Oct 19, 2021 8 min read Mastery Grading

Checking in with the system at mid-semester

This is a repost from Grading for Growth, my blog about alternative grading practices that I co-author with my colleague David Clark. I post there every other Monday (David does the other Mondays) and usually repost here the next day. Click here to subscribe and get Grading for Growth in your email inbox, free, once a week.

Last week David wrote about how to handle mid-semester evaluation of students. It turns out professors can be evaluated at mid-semester as well, and in fact I’ve written elsewhere that doing so is a really good idea. In addition to giving my own brand of frequent feedback surveys to my Discrete Structures for Computer Science students at three-week intervals this semester, last week I had a Mid-Semester Interview on Teaching (“MIT”) conducted by our Faculty Teaching and Learning Center.

Because David and I are not just pundits but actual instructors working out the day-to-day details of alternative grading systems with actual students — I thought it might be helpful, especially for newbies or those who are curious, to see what my students are actually thinking about my grading system and how I intend to make halftime adjustments to amplify what’s working and adapt to address their concerns.

What is an MIT?

In an MIT, a trained facilitator comes in, kicks me out of the room, then gets students into groups and asks them to respond individually to two questions:

What are the major strengths of this course? What is helping you learn?
What changes would you make in this course to assist you in learning?

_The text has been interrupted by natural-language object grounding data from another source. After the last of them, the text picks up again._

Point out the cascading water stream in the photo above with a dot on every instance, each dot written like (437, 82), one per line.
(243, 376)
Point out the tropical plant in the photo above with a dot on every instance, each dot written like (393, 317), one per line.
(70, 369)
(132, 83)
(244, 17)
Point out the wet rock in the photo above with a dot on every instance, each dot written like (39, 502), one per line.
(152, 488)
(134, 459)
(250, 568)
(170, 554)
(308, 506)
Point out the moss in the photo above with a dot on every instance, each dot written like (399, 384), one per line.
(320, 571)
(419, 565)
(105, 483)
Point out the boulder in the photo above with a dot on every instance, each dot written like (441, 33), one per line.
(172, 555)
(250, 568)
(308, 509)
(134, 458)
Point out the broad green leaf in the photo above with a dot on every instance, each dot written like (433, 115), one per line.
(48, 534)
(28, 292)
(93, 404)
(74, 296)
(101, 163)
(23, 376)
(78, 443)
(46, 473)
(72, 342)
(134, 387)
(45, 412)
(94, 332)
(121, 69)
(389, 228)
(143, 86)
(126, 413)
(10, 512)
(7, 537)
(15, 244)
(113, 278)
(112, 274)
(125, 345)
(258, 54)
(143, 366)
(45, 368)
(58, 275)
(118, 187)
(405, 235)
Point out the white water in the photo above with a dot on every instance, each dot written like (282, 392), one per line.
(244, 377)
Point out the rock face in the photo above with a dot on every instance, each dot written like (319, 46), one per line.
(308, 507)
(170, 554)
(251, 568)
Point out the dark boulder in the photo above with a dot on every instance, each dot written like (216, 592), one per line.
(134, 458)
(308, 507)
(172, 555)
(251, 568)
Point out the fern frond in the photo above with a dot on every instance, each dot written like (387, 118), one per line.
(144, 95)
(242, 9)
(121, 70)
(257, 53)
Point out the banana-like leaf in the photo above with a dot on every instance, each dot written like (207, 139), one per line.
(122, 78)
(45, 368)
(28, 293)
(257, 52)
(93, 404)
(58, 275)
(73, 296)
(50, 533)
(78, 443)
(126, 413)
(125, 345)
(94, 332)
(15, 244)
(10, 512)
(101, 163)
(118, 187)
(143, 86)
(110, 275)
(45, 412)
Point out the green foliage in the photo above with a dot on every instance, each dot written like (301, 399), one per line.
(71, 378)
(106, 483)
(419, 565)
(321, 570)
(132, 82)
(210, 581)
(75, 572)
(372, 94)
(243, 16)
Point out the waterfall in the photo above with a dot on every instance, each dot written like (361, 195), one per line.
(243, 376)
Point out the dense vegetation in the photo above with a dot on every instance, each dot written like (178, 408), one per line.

Then students get into small groups and share their answers together and on the whiteboard. Then there’s a full-class discussion about what they said.

I find these MIT’s to be the most valuable thing I can do to see what’s really working in my classes and to surface potential problems. It’s especially helpful for students, since the discussions that take place tend to put their concerns in context. A student might think that “lots of people” are concerned about something in the class, but after discussions, it turns out that it was just a couple of people. And the results come early enough that I can make meaningful change in the course. MIT’s plus four rounds of my five-question summary data make course evaluations basically obsolete. If your institution offers such a thing, schedule one. If not, find a colleague and trade off doing DIY MIT’s for each other.

There was a lot to talk about with my class, not just the grading system, since I use a flipped learning approach and do some borderline-crazy things like teach students how to code in Python as part of the course. For this post, I’ll address only the stuff that students said about the grading system.

Recap of the system

Here’s my syllabus for the course. The grading system starts on page 3. In a nutshell:

There are three main kinds of assignments in the course: Daily Prep which contains recorded lectures and pre-class exercises used in the flipped structure; Learning Targets which are basic skills, assessed in three possible ways (quizzes, oral quizzes in office hours, or videos); and Weekly Challenges consisting of application and extension problems. Here’s the list of Learning Targets for the course. Here’s a sample Daily Prep, a sample Learning Target quiz, and a sample Weekly Challenge.
All of these are graded “Satisfactory/Unsatisfactory” using specifications that I set up in advance. For what follows, note that Weekly Challenges consist of multiple linked problems and the entire thing is graded as one unit, rather than each problem being graded separately. Learning Target quizzes are the opposite — each quiz contains a separate problem for each Learning Target, and students pick and choose which ones they want to try at each quiz (given once every two weeks, and more frequently than that near the end of the semester). Then each problem/target is graded separately.
Of the 20 Learning Targets in the course, eight of them are listed as Core targets which means they are the essential core skills of the class. By doing work on quizzes, or oral exams in the office, or videos — or some mixture of these — students demonstrate skill on the targets. Demonstrating skill on a Learning Target on two separate occasions means the student is fluent on that target.
To earn a course grade, students level up through various thresholds of accomplishments, summarized in this table from the syllabus:

Daily Preps do actually use points, a concession I made this time around to keep things simple. Each one is worth two points based on the outcome of pre-class work and the outcome of a group quiz at the start of class. There are 27 Daily Preps (total of 54 points possible); 20 Learning Targets, 8 of which are Core; and 10 Weekly Challenges.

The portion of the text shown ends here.